The bypass switch 21 does not have zero resistance, so when current flows through the switch 21, a small voltage—typically 50 mV—develops between the terminals 14 and 15. Various examples of prior art have sought to utilize this small voltage to create a supply voltage of 5V or more. For example, U.S. Patent Application Pub. No. 2011/0006232 A1 discloses a self-powered active bypass circuit wherein a system of charge pumps and oscillators amplifies the voltage, and U.S. Patent Application Pub. No. 2011/0242865 A1 (the '865 application) discloses a self-powered active bypass circuit utilizing resonance for amplification. But each of these prior art examples controls only a single bypass switch, while a typical PV solar power module requires three or more such bypass switches. Furthermore, these examples of prior art are relatively expensive; for example, the '865 application requires a relatively expensive transformer for each bypass circuit.
Another problem with the conventional system 10 is safety for installer personnel and firefighters.
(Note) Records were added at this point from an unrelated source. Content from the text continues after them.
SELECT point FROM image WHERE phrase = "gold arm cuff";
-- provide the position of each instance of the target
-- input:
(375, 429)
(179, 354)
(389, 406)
An interrupter switch 18 is typically used to shut down the system 10, but such a switch 18 merely shuts off the flow of current (ISTRING) into the inverter 16. The problem is that the array continues to produce a high voltage (VSTRING) that can be several hundred volts, posing a shock hazard to anyone who connects or disconnects the cables.
Therefore, there is a need in the solar power industry for a solar power module that protects the bypass diodes from overheating at low cost, and reduces the risk of shock for installers and firefighters.